James Njoroge, Tatua Community Organising Fellow in Madika, updates us on the campaign in Rongai to to get parents to take responsibility for their kids going to school.

Today most 1:1’s I did proved to me that most members in Kware want to point fingers and blame the government for some of the challenges facing them and their children. I took the chance to challenge them during our conversations and ask if there is anything they could do as individuals to change this. When asked that they gave me lots of answers.

I then asked if they would come together to work on this as community organising is about bring the community together, not just individuals. This showed me the common challenge in most of the community to not want to come together and forget their differences to make a difference.

Advertisements

Reflect :: The Community KNOWS Us

Tony Ngala, an Tatua Organizer working in the Madika neighbourhood of Rongai to get parents to take responsibility for their children’s education, shares about the team’s launch last month and what the outcomes of the event taught him. 

Road in Kware, neighbourhood where Tony works as an organiser.
Road in Kware, neighbourhood where Tony works as an organiser.

Our team held our kick-off event on the 1st of September. The event didn’t go as well as we wanted as only 17 people showed up, this is a representation of the challenge we’re facing in the community to bring people together despite the fact we aren’t going to be giving them funds – a mode typically used to mobilise people in Kware. It was also a reflection on how I as a leader had stopped really being at the centre of the leadership team and was letting them kind of get off track – I need to refocus my energy on bringing them together.

However, despite the loss we were encouraged as the Chief of the area made it a point to support our work.
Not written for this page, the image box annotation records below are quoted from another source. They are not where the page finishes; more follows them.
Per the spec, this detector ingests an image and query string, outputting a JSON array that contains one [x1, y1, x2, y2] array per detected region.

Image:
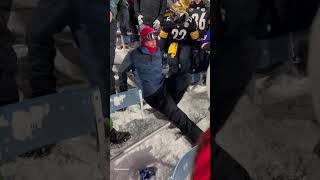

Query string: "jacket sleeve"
[[119, 52, 132, 92], [157, 0, 167, 22], [133, 0, 141, 18]]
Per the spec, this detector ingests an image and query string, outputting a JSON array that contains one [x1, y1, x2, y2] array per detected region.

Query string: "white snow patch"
[[113, 94, 126, 106]]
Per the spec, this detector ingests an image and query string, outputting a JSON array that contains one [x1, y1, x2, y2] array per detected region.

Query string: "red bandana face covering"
[[143, 43, 157, 55]]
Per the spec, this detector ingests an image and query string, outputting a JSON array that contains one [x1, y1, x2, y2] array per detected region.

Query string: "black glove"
[[192, 49, 201, 72], [201, 43, 210, 54]]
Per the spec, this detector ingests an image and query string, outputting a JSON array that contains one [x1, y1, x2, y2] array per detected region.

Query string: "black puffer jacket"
[[134, 0, 167, 25]]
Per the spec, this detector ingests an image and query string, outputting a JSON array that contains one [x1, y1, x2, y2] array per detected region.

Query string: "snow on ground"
[[110, 86, 210, 180], [0, 86, 209, 180]]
A few leaders in the community didn’t want to open the venue for us unless we paid but Chief Njeri came over and she told the wazee (male leaders) that we are known by the community and we are helping the community so open the venue.

What are other values of being known by the community? How have you built steady relationships with in communities and become known?
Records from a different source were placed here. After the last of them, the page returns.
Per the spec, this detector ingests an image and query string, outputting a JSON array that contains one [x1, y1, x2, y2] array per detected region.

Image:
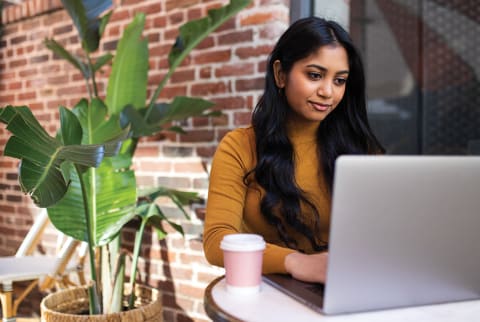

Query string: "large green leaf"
[[147, 0, 251, 109], [62, 0, 112, 53], [48, 156, 137, 246], [105, 14, 148, 115], [0, 106, 119, 207], [72, 98, 130, 144]]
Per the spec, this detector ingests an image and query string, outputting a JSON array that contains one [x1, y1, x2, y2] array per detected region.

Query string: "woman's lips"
[[310, 102, 332, 112]]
What are the Advantages to Many Small Victories?

Sometimes a weakness can come in the form of just wanting or trying to do too much.

Our community organizers have found that to be one of the biggest challenges they face in the field. Communities want so badly to come together and tackle ALL of their issues at one time.
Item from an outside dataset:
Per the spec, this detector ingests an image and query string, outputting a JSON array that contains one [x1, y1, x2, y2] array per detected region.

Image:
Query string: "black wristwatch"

Unfortunately that is just not possible and can even become a road block in addressing one issue.

How can we show people that advantages of choosing one issue and creating small wins?

Community Support

Mr. Nicholas Kirvi, the administrator of Dynamic College of Professional Studies in Ongata Rongai, gave us space so that we could meet with the vetting committee and some new leaders.

He is a big support to our work and even tells me, “Tony, anytime you need our help, just let us know.” It is amazing to have people support us in that way.

The meetingwas great and I was able to remember and use the skills such as Public Narrative to get people to understand what I am doing. They jumped on board! As the meeting came to an end they all told me that if you need any resources we will provide them for you.

One gentleman, Raphael Mbulu from Ongata Rongai, always pays for my tea when we meet. It is such a kind gesture and to me a community that cares about each other has a dream and I am sure the community will change.